Things I can agree on:
- Gravitiatonal energy should be disregarded. - It's 1.5 psi pressure equivalent per metre of water, and we are dealing with 20 centimetres at most - the pressure is negliable.

- Standard pressure and flow calculations - but not necessarily the uses that are being made of them.

Problems I can see:
Water is compressible, but volume wise, the change is miniscule - thus the fact that it compresses can be disregarded for maths, not necessarily theory.

Fluids carry pressure, solids carry force - due to having their own shape, rather than that of the container.

Imagine the following experiment.

If I have a pipe with a metal bar running through it. On each end there is a metal plate - one larger than the other.

If I have a person on each end shoving on the plates, does the size of the plates matter? - no, because force is carried by the metal bar - not pressure.

If I have the same pipe with syringe type things on each end and water in the middle... If one syringe has a larger ID, does this matter?
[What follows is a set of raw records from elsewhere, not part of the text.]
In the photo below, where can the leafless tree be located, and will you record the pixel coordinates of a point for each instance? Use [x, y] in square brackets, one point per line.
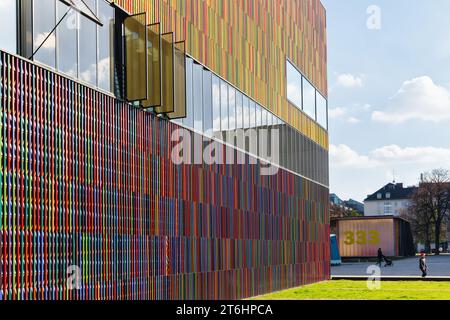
[337, 211]
[431, 204]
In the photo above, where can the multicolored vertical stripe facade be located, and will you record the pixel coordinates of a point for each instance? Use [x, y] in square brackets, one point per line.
[247, 43]
[88, 184]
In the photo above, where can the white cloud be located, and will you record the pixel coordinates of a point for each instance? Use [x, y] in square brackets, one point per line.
[417, 99]
[367, 107]
[394, 153]
[388, 156]
[336, 112]
[343, 156]
[348, 80]
[353, 120]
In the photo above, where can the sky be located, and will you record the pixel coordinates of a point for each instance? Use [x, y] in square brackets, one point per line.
[389, 92]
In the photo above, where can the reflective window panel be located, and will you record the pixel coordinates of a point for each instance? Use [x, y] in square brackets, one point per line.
[44, 22]
[246, 112]
[216, 104]
[309, 99]
[232, 107]
[88, 48]
[8, 22]
[207, 103]
[105, 45]
[224, 105]
[67, 41]
[239, 110]
[189, 120]
[294, 85]
[198, 97]
[321, 110]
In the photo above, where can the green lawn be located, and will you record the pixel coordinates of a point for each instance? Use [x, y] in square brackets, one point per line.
[357, 290]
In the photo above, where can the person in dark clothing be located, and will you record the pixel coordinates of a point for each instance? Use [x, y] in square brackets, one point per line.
[423, 265]
[380, 257]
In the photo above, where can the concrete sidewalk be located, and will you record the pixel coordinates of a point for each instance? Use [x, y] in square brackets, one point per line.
[438, 266]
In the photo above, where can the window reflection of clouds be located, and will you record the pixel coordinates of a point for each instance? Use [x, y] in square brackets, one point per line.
[224, 105]
[309, 99]
[44, 21]
[88, 48]
[8, 19]
[216, 103]
[105, 45]
[67, 43]
[198, 97]
[321, 110]
[232, 107]
[207, 103]
[294, 85]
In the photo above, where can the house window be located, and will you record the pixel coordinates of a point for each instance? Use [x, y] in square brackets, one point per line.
[388, 208]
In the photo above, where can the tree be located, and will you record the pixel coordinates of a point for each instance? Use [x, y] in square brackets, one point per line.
[420, 221]
[431, 205]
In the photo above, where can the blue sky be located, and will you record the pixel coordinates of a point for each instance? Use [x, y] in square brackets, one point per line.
[389, 95]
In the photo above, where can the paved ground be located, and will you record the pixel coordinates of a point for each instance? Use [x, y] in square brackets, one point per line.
[437, 266]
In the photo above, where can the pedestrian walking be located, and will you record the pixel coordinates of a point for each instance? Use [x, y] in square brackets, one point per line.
[380, 257]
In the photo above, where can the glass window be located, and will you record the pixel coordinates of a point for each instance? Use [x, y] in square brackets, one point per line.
[224, 105]
[252, 114]
[207, 103]
[88, 47]
[321, 110]
[270, 119]
[8, 22]
[232, 107]
[67, 41]
[44, 22]
[294, 85]
[309, 99]
[265, 115]
[189, 120]
[246, 112]
[105, 45]
[239, 111]
[258, 115]
[198, 97]
[216, 103]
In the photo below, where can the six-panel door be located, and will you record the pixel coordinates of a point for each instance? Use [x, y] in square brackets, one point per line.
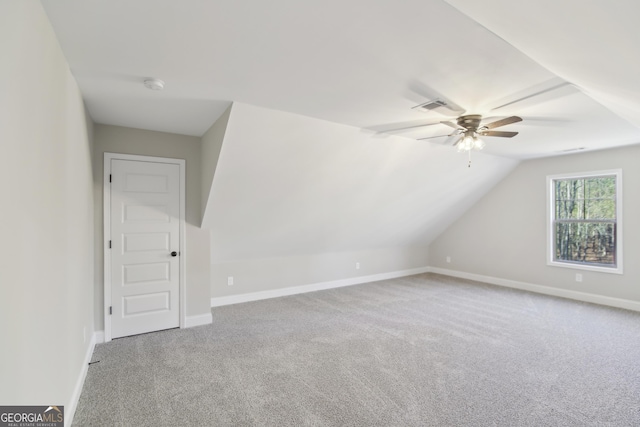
[145, 227]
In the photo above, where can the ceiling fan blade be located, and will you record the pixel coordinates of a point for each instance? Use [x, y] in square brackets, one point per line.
[431, 137]
[503, 122]
[451, 124]
[439, 101]
[550, 87]
[501, 134]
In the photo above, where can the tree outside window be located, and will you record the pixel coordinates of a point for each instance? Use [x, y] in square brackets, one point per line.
[584, 220]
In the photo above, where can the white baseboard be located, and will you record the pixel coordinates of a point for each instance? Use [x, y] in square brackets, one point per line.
[541, 289]
[275, 293]
[70, 410]
[201, 319]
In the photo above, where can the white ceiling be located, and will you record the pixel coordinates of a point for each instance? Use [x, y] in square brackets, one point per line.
[363, 63]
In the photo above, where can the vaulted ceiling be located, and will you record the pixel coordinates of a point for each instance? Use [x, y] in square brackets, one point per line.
[364, 64]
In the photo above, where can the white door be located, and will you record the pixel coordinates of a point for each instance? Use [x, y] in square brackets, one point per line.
[145, 227]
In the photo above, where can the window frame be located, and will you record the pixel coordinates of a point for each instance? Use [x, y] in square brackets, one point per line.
[551, 205]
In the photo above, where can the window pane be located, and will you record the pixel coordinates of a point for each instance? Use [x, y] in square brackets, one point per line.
[600, 187]
[600, 209]
[570, 209]
[591, 243]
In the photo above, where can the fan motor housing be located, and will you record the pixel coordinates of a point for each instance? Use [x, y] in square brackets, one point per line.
[470, 122]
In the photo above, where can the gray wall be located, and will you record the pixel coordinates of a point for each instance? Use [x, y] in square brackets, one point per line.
[267, 274]
[115, 139]
[505, 236]
[46, 270]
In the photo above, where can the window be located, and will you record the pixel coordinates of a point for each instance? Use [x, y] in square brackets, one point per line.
[585, 226]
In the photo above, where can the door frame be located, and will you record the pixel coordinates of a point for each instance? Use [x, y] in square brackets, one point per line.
[107, 233]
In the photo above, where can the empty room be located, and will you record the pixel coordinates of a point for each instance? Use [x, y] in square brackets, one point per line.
[306, 213]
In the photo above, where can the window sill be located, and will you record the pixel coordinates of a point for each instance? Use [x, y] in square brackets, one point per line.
[610, 270]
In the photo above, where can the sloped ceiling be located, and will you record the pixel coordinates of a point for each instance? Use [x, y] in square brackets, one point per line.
[287, 184]
[361, 63]
[590, 43]
[314, 158]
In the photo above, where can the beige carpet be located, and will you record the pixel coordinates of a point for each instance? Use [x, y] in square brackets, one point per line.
[425, 350]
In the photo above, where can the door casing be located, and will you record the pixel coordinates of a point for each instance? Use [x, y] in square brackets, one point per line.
[107, 233]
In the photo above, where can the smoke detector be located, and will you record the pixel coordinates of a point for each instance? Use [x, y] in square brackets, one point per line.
[154, 84]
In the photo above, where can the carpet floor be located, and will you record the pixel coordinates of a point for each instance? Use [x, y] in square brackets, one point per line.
[425, 350]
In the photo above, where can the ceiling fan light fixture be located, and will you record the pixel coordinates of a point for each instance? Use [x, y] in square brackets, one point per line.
[470, 141]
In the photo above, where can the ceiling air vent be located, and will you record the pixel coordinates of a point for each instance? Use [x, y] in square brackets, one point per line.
[431, 105]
Yes, - the larger ID will spread the force the user exerts. The force is turned into pressure. Thus the user with the smaller syringe will be able to push the other user's out with theirs.

Force only exists on the division between water and air. After that, the fluid converts it back to pressure.

Force cannot be carried by fluid.

@ Insanitys engineer - Firstly, the force cannot be carried, and secondly, pressure pushes equally on all points.

The equal and opposite force countering it is mostly countered by the bottom of the chamber, rather than being channelled along the piping to the nozzle.